Limit/Skip: Avoid large 'skip' → use cursor/marker pagination ('createdAt/_ id').
Capped collections for "ring" logs.

Safety and compliance

Auth/RBAC: roles on the collection/database, minimum required privileges.
TLS in transit, encryption on disk (FLE/at-rest).
PII policies: masking/aliasing, separate collections for sensitive fields.
Multi-tenancy: prefixes/individual databases/collections, filters by 'tenantId', you can RLS-like layers in the application.
Audit: Enable auditing of operations on critical collections.

Backups, PITR and DR

Snapshots of volumes + oplog backups for Point-in-Time Recovery.
Replica set in another region for DR; regular recovery exercises.
Control of oplog growth for insertion peaks (PSP webhooks/tournaments).
In shard clusters - consistent backups with a config server.

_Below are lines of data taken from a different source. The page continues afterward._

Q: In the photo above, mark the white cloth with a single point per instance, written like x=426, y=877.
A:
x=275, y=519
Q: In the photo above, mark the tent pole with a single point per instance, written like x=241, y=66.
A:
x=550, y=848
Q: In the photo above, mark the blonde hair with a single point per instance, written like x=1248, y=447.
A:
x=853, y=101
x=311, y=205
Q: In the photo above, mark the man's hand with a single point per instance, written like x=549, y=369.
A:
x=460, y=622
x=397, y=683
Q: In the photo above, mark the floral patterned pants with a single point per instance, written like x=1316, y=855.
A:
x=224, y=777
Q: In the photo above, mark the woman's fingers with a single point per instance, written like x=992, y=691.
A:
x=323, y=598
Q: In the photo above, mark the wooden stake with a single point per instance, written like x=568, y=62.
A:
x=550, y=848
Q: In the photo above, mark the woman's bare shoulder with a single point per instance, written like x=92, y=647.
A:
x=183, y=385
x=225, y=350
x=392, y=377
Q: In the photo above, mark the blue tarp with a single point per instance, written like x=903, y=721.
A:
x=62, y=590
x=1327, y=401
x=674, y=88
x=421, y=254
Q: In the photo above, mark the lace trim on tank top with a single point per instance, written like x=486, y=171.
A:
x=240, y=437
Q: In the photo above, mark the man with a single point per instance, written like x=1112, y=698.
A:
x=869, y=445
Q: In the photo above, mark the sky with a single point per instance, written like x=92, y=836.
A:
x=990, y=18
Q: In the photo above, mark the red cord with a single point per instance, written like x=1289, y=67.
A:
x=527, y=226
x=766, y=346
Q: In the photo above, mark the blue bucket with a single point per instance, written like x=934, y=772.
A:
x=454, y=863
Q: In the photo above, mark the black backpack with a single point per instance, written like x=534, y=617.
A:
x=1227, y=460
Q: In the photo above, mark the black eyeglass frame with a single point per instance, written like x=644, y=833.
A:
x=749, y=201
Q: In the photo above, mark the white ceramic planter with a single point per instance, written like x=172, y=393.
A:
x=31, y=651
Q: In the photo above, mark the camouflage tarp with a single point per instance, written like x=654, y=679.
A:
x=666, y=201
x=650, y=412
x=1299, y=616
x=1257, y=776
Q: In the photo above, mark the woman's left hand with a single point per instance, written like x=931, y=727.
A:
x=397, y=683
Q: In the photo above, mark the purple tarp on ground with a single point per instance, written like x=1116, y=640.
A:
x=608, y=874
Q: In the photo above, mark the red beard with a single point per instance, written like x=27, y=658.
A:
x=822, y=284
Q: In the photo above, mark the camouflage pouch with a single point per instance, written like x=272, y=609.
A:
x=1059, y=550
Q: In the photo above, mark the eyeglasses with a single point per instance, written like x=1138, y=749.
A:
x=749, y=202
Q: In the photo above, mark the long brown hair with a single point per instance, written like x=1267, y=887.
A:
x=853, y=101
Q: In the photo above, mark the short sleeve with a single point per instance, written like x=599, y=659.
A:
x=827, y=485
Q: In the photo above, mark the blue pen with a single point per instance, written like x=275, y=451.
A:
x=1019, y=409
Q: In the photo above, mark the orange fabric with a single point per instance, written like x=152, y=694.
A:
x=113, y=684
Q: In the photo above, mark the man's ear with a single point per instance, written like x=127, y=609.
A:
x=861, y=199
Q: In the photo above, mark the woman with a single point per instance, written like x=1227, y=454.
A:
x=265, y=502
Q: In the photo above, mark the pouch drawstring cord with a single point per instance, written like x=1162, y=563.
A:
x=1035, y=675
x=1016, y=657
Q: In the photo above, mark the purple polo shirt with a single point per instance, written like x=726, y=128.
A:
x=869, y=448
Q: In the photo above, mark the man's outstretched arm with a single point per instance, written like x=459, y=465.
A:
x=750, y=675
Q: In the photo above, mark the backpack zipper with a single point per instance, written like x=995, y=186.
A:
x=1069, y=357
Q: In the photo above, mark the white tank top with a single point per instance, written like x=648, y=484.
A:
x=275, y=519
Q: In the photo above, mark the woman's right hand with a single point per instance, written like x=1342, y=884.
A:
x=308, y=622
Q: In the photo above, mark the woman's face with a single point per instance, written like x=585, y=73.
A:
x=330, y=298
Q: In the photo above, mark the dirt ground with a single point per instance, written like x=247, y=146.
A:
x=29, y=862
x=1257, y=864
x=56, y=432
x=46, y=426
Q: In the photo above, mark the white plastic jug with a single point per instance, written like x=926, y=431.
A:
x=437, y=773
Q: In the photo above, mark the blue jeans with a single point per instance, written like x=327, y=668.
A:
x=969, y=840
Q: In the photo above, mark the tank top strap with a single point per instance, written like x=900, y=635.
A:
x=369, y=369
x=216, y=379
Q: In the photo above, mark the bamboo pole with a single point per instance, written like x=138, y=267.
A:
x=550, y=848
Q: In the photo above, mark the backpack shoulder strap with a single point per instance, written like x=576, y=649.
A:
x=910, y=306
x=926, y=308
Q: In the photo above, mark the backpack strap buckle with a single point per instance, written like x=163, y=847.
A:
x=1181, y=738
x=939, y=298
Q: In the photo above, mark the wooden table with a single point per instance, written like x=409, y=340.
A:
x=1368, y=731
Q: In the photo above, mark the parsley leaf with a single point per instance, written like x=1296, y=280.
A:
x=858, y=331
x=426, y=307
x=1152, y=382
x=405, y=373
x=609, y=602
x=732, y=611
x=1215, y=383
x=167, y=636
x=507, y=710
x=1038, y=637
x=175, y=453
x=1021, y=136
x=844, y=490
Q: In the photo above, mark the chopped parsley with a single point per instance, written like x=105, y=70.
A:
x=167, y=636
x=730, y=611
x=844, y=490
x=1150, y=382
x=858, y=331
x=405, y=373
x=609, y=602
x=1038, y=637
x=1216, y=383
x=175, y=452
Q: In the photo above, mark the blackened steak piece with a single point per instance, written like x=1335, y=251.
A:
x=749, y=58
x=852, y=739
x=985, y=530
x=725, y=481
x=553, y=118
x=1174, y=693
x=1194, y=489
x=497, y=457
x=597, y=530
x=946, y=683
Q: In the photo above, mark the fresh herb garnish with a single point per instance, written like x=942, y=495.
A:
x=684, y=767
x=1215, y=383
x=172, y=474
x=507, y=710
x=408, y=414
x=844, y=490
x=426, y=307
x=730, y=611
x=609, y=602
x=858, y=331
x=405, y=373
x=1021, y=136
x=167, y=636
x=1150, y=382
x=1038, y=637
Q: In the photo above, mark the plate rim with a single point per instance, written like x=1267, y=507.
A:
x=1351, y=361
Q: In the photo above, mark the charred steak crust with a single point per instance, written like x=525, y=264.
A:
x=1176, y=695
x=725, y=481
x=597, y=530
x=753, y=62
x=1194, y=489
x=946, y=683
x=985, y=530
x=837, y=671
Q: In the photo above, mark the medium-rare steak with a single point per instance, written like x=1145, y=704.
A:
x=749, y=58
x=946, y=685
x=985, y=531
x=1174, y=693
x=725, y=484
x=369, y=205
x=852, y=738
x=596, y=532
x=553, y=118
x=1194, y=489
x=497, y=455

Integration with the rest of the architecture

CQRS: teams hit SQL (money), events → Materialized Views in MongoDB.
Event-Streaming: Kafka/Pulsar as a bus, Mongo - sink/source via connectors and Change Streams.
Redis: nearby as an ultra-low latency layer (caches/counters).
OLAP: upload to ClickHouse/Pinot for long scans and BI.

Implementation checklist

1. Fix domains: what goes in Mongo (flexible/high TPS/projection), what remains in SQL.
2. Define schema contracts: JSON Schema Validation, 'schemaVersion'.
3. Design indexes for real queries; add TTL for noisy data.
4. Select shard key (high cardinality, uniformity); if necessary - zone-sharding.
5. Set up a replica set, Read/Write Concern for SLO; read-after-write policy.
6. Enable observability and profiling, alerts to/WT cache/oplog indexes.
7. Organize backups + PITR, DR cluster and regular exercises.
8. Connect Change Streams/Outbox to synchronize caches and buses.
9. Limit document size and nesting; Implement pagination by cursor.
10. Separate policies for PII/tenants, encryption, audit.

Anti-patterns

"No scheme" in the product: lack of validation and versions → chaos.
Shard key in time/monotonous - hot shard and unstable p99.
Joynes' $ lookup'on huge sets without indexes/pagination.
Use transactions everywhere - lost productivity.
Lack of TTL/retentions for logs → growth in volume and cost.
Store critical monetary invariants only in Mongo without strict idempotency.

Summary

MongoDB is a powerful tool for flexible iGaming domains: profiles, directories, telemetry, projections and personalization. The key to success is a contract scheme and validation, thoughtful indexing, a well-chosen shard key, conscious Read/Write Concern, Change Streams for integrations and strict operational discipline (observability, backups, DR). Combined with the SQL core and streaming bus, this gives the platform fast interfaces and stability for tournament peaks.